Und einen guten Kunden obendrein. Dokumente, die dem Beobachter vorliegen, zeigen, dass Ernst Rast und Urs Studer zwischen Herbst 2002 und Frühling 2004 immer wieder Lastwagen von der Ruag Components beziehen konnten. Dies, obschon «die Restbestände an alten Militärlastwagen (Saurer 2 DM, Steyr 680A und Unimog S 1,5 t) durch den Generalstab im Zusammenhang mit der Armee XXI noch nicht zur Liquidation freigegeben worden» seien. Diesen Bescheid erhielt die Direktion für Sicherheitspolitik des VBS im September 2002 schriftlich von Erwin Rufer, Chef der Abteilung Liquidationen bei der Ruag. Eine «lückenlose Ersatzteilversorgung» sei «nicht mehr gewährleistet». Im Übrigen führe die Ruag Components im April 2003 die traditionelle Fahrzeugversteigerung in Thun durch: «Sollten weitere Lastwagen in nächster Zeit zur Liquidation bewilligt werden, müssten diese in 1. Prio für die Sicherstellung der Versteigerung reserviert werden.» Dem Beobachter vorliegende Faktura-Listen zeigen jedoch: Die «1. Prio» lag ganz woanders. Allein bis zur erwähnten Versteigerung konnte Händler Ernst Rast 16 Kleinlaster des Typs Unimog S und einen grösseren Lastwagen erwerben. Sein Kon- kurrent Urs Studer erwarb in der gleichen Zeit zwei Unimog S und vier Lastwagen. Die bezahlten Preise – für Unimog S wurden Beträge bis zu 4182 Franken in Rechnung gestellt – lassen darauf schliessen, dass es sich dabei mitnichten um «Unfallfahrzeuge» handelte. Ruag-Sprecher Frangi will sich dazu nicht äussern. Es handle sich dabei um «eine politische Frage, die nicht in unsere Zuständigkeit fällt».

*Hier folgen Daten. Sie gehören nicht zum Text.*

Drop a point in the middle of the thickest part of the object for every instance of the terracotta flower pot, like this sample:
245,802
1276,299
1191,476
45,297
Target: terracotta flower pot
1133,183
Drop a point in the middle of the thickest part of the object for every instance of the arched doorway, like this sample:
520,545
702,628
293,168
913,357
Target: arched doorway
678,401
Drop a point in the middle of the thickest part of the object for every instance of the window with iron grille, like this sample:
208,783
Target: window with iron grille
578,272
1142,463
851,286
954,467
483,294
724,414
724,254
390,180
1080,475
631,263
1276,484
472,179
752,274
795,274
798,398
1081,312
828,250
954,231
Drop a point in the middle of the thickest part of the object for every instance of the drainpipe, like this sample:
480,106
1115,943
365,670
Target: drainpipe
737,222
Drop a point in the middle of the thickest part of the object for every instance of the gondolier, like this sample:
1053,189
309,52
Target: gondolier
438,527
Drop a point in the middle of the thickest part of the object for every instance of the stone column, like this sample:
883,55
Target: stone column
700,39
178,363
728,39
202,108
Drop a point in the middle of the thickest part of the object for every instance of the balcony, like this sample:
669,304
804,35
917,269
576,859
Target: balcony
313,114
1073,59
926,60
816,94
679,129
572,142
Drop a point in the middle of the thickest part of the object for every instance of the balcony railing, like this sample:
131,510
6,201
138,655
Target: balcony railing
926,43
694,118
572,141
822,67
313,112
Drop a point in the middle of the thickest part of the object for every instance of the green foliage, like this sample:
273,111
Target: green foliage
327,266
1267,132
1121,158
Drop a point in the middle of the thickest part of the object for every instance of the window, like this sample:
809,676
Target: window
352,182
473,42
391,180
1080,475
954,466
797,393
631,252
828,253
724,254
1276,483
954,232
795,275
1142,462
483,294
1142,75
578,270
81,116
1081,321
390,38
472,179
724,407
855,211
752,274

Eindeutig zuständig hingegen fühlte sich die Ruag, konkret Liquidationschef Erwin Rufer, bei einem anderen Geschäft. Am 2. Dezember 2003 kaufte Händler Urs Studer von der Ruag Components einen Sanitäts-Pinzgauer. Auf der Rechnung ist deutlich vermerkt: «Dies ist ein Unfallfahrzeug ohne jegliche Garantie.» Entsprechend tief fiel der Preis aus: Studer bezahlte nur 2000 Franken für das Fahrzeug, bei dem laut Wagenpapieren, dem so genannten Liquidationsantrag, der Lenkstock klemmte und undicht war und das zudem eine eingedrückte Kabine und bei zwei Achsen ein defektes Differenzial aufwies.

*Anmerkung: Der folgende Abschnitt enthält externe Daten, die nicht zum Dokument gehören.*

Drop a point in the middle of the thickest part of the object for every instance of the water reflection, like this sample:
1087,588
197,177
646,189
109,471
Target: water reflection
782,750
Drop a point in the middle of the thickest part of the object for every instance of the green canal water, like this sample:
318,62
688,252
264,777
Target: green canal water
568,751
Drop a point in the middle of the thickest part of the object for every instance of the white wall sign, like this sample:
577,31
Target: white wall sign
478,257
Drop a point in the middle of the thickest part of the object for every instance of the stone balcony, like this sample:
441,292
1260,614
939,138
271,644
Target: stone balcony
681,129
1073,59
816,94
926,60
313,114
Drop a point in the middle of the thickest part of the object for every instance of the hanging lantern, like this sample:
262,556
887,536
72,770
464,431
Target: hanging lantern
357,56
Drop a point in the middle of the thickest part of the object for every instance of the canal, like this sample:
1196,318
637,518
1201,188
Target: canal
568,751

Studer erstand darauf im Technikshop der Ruag Ersatzteile und liess das Fahrzeug in einer Garage im Kanton Schwyz auf Vordermann bringen. Die Rechnung der Garage datiert vom 31. Januar 2004 und beträgt 5850 Franken. Am 5. Februar erhielt Studer auch die Rechnung für die Ersatzteile präsentiert: Sie betrug nicht etwa 11879 Franken, wie vom zuständigen Mitarbeiter korrekt ausgewiesen, sondern lediglich 4200 Franken, mit der Bemerkung, dies sei ein «Pauschal-Spezialpreis gemäss Herrn E. Rufer».

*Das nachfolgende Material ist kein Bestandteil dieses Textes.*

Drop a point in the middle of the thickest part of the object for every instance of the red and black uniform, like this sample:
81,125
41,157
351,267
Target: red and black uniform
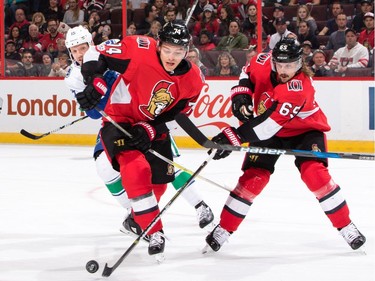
144,92
286,116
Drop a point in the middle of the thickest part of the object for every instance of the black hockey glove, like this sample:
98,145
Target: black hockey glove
228,136
92,94
142,136
242,104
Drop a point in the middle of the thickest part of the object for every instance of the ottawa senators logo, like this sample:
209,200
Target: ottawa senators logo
315,148
161,98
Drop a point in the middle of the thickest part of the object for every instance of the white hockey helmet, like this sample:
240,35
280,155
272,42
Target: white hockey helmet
77,36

Die Begründung dafür lieferte Rufer schriftlich nach: «Deklaration von diesem Unfallfz nicht zutreffend», schrieb er von Hand auf einen Zettel. «Im Sinn eines ‹Garantieanspruchs› des Käufers wurde eine spezielle Regelung getroffen.» Warum Studer auf das «Unfallfahrzeug ohne jeglichen Garantieanspruch» plötzlich doch einen Garantieanspruch hatte, wollte Rufer auf Anfrage nicht persönlich begründen. Ruag-Sprecher Frangi wiederum verweist auf die «Verkaufsbedingungen für den Erwerb von Fahrzeugen», in denen für Grossisten – und ein solcher ist Studer zweifellos – tatsächlich ein Mengenrabatt festgelegt ist. Dieser beträgt jedoch gemäss Verkaufsbedingungen 30 Prozent und keinesfalls 65 Prozent wie bei den Ersatzteilen für den San Pinzgauer 6x6 M+ 44 001.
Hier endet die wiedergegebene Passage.